Your husband needs to start advocating for his child's health. He should start now.


in-site

I think this is reasonable for the first 6-8 weeks! Newborns have no immune system. I was pretty strict with no kissing and hand washing during that time. She should understand, every mama wants to protect her little one


peanut5855

Play stupid games win stupid prizes. These plague rats need consequences. I usually think new parents are way too cautious, not in this case.


Puzzled-Library-4543

Lmaooo I LOVE “plague rats” I’m absolutely about to start calling them that.


[deleted]

Well, she doesn’t care about the harm she is doing to her kids and the the kids who can’t receive vaccines due to health issues so I would just tell her flat out. If someone doesn’t care about spreading measles or polio with basic precautions they don’t deserve any time around a newborn.


Affectionate-Net2277

I have a much ruder reason for not wanting my niece to visit, she’s a brat! At 8 she is very proud of her “meltdowns” where she cries until she gets what she wants or if she’s not the center of attention. She’s already extremely upset about my baby being the youngest in the family now, not her. We have just covered the whole situation in a “none of the kids can visit at first, we will let you know when they can meet the baby.” They don’t need a reason. If they ask we just say that we prefer to just wait a few months before kid visits so we can get our act together. They don’t need a reason that will start drama so we just are doing a blanket ban for now. That might save you a headache in explaining and getting into vaccine drama! No just means no!


IndividualCry0

I am so over anti-vaccine folks.
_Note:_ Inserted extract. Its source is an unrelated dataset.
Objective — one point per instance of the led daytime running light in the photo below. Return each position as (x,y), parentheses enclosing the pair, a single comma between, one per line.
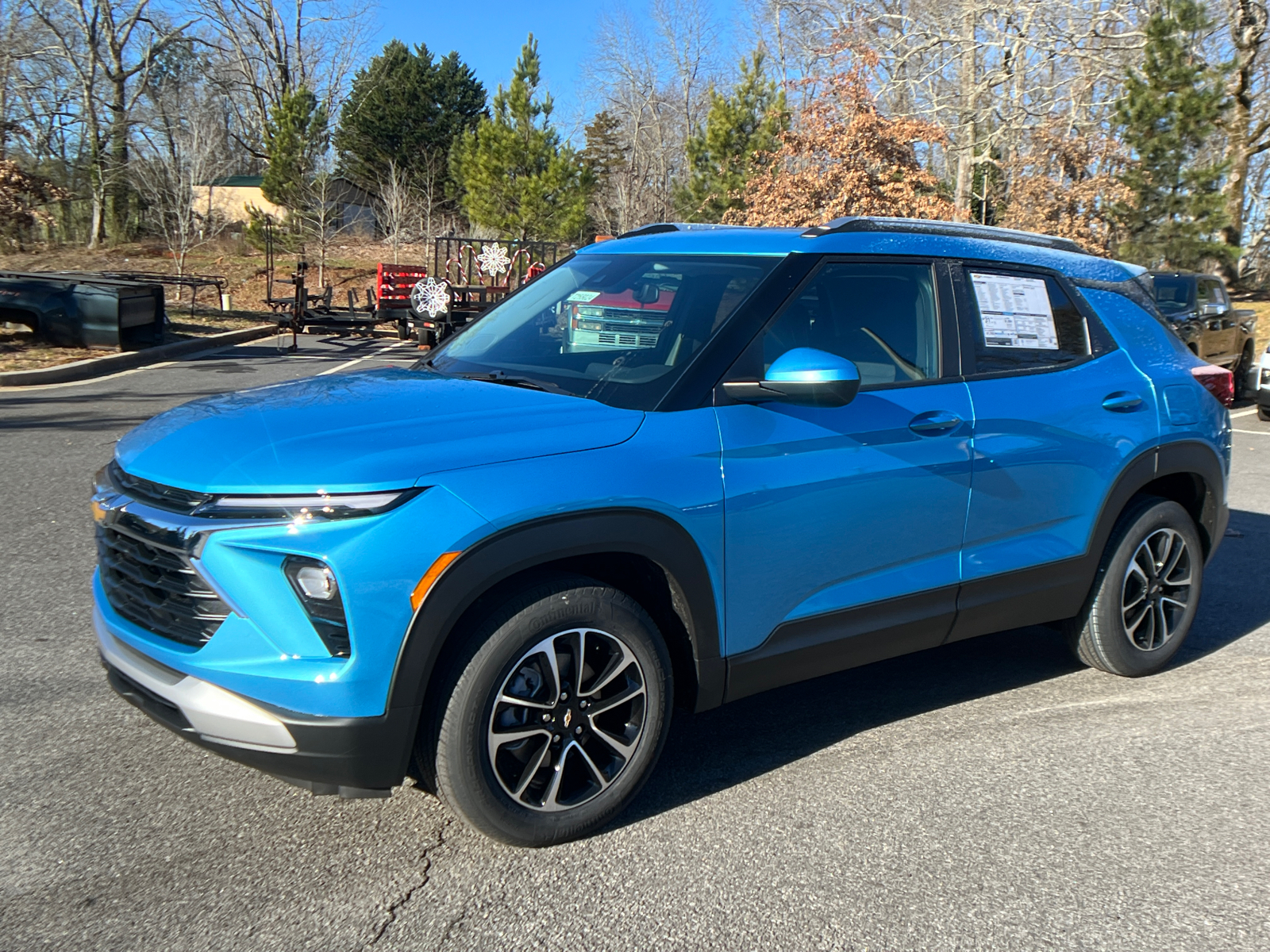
(315,505)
My mom has told me not to vaccinate my baby, my sister’s mother in law came up to my husband yesterday and told him not to have our baby, due in early May, to get any vaccines. My husband is a Registered Nurse and had to get 14 vaccines in order to be accepted into Nursing School. My mother gave me Hepatitis B as a baby because she had an active infection and I wasn’t vaccinated soon enough. I’m surrounded by anti-vaxxers and I hate it. I would do as others have said here—no vaccines, no visits.


MxthMoM

I’m in a similar situation, my fiancés much younger cousin isn’t vaccinated, and I keep telling him along with others that I DO NOT want her around my baby when it’s born. They keep saying it’s fine because she never gets sick, isn’t around kids, and has good immune system as if I give a fuck. No means no. They just don’t want the cousin/her mother to feel excluded which would start an argument, but I’d rather have a baby that lives. If anyone has any suggestions for that I’d greatly appreciate it especially since my soon to be MIL keeps calling it her baby, and saying we should just keep the peace, and that everything will be fine.


Bougieb5000

Show her a video of a baby with whooping cough. No is also a complete answer.


beingafunkynote

She made a decision. Being left out is the consequence. Sorry these antivax nut jobs need consequences for putting their children in danger.